The mode of simultaneously sequence fusion is taken afterwards, because the result of different classifications device takes the side of ballot there may be deviation
Formula provides final result.Simple vote mode is that the weight between a kind of very directly perceived and efficient strategy, different classifications device is
Consistent so that classification results can be explained relatively by force, and classification results are the average value of 10 test gained classification results.

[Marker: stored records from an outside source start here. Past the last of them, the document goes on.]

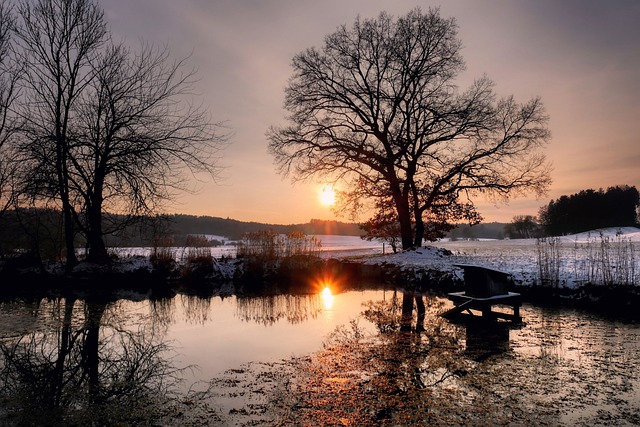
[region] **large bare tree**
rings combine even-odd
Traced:
[[[192,104],[186,61],[114,45],[96,0],[21,0],[17,11],[27,191],[59,204],[68,269],[78,233],[87,259],[106,263],[105,216],[123,227],[187,189],[185,173],[215,178],[226,135]]]
[[[187,189],[185,172],[216,178],[226,135],[206,110],[188,102],[194,72],[172,61],[167,49],[110,46],[95,67],[69,158],[89,259],[104,262],[105,231],[157,214],[172,190]],[[105,214],[118,214],[110,229],[103,227]]]
[[[69,172],[74,106],[94,78],[107,41],[103,12],[93,0],[21,0],[15,25],[17,52],[25,69],[21,85],[26,121],[21,151],[32,175],[34,196],[53,197],[62,209],[66,262],[77,263],[74,200]]]
[[[350,201],[387,199],[404,249],[429,221],[477,221],[470,197],[544,194],[549,138],[539,99],[497,99],[486,77],[459,91],[464,69],[454,19],[416,8],[339,27],[293,59],[288,124],[269,149],[294,179],[346,180]]]
[[[12,108],[18,96],[20,69],[11,41],[15,18],[7,2],[0,1],[0,216],[13,204],[19,162],[12,146],[18,129]]]

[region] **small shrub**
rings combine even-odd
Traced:
[[[543,286],[557,288],[560,284],[560,239],[543,237],[536,240],[538,273]]]

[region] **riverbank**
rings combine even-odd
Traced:
[[[513,251],[510,261],[503,254],[470,256],[427,246],[398,254],[359,254],[341,252],[340,257],[294,256],[281,259],[229,257],[191,259],[186,262],[152,260],[143,256],[115,258],[108,265],[81,262],[70,272],[63,265],[36,267],[30,260],[16,258],[0,262],[0,293],[3,298],[47,295],[73,298],[116,298],[122,294],[139,298],[192,293],[246,295],[278,293],[317,293],[330,286],[334,292],[378,283],[393,289],[446,295],[464,290],[463,271],[457,265],[477,263],[490,268],[513,265],[514,259],[527,258],[519,270],[505,269],[512,276],[510,291],[524,301],[542,306],[571,306],[639,318],[640,286],[542,285],[531,267],[530,255]],[[496,265],[498,264],[498,265]],[[526,271],[525,271],[526,270]]]

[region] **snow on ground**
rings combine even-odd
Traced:
[[[443,256],[437,248],[452,255]],[[460,277],[462,270],[455,264],[475,264],[511,273],[516,283],[532,285],[540,280],[541,254],[551,262],[551,273],[557,272],[559,286],[575,288],[607,277],[640,283],[640,229],[635,227],[594,230],[542,243],[536,239],[441,241],[416,251],[372,256],[366,262],[451,271]]]
[[[235,242],[210,248],[214,258],[235,257]],[[586,282],[614,280],[640,284],[640,229],[606,228],[570,236],[536,239],[439,241],[415,251],[392,254],[387,245],[357,236],[317,236],[323,258],[357,258],[369,264],[395,264],[405,269],[433,269],[453,272],[462,278],[455,264],[475,264],[513,275],[516,283],[532,285],[540,281],[540,259],[551,263],[551,274],[559,286],[574,288]],[[165,249],[165,248],[163,248]],[[166,248],[180,261],[189,248]],[[202,248],[198,248],[199,250]],[[450,251],[445,255],[442,249]],[[124,257],[148,257],[152,248],[114,248]],[[383,251],[387,252],[386,254]],[[541,258],[542,257],[542,258]],[[142,262],[142,261],[139,261]],[[141,267],[141,266],[138,266]]]

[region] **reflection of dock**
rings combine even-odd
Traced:
[[[485,319],[505,319],[516,323],[522,321],[520,317],[520,294],[509,292],[511,275],[503,271],[477,265],[457,264],[464,270],[464,292],[453,292],[448,295],[455,306],[442,314],[443,317],[454,318],[466,312],[474,315],[471,310],[482,313]],[[513,309],[513,314],[493,311],[494,305],[506,305]]]

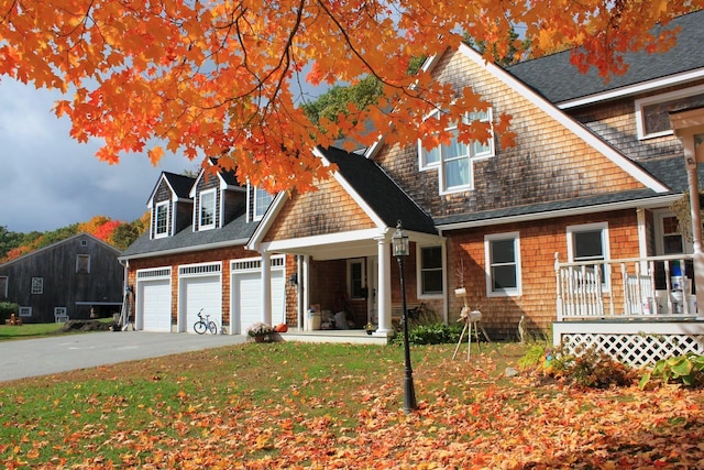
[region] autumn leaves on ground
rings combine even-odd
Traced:
[[[7,468],[704,468],[704,392],[587,390],[525,348],[248,343],[4,383]],[[117,352],[116,352],[117,353]]]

J48 models in decision Tree algorithms are carried out respectively to the normalization training set of gained in step one, it is rule-based
LogitBoost models in sorting algorithm, the training of the JRip types learner based on meta learning strategy obtain 3 kinds of models and (obtained
In 3 model be training after decision Tree algorithms in J48 models, the LogitBoost moulds in rule-based sorting algorithm
Type, the JRip types learner based on meta learning strategy);
Using the feature selected in step 2 as mode input variable, model is output as 0,1 classification (wherein, Mei Zhongmo
The training of type is using the feature selected in step 2 as mode input variable, and 0,1 classification is as output, and 0 represents high-energy source
Efficiency, 1 represents low energy source efficiency;The Training strategy used is 10 folding cross validation method), 0 represents high energy source efficiency, and 1 represents
Low energy source efficiency;The Training strategy used is 10 folding cross validation method;
Whenever testing a new samples, it is separately input into 3 kinds of obtained models, 3 results is obtained, by weighing throwing
The mode of ticket (the ballot mode that the minority is subordinate to the majority) obtains classification results.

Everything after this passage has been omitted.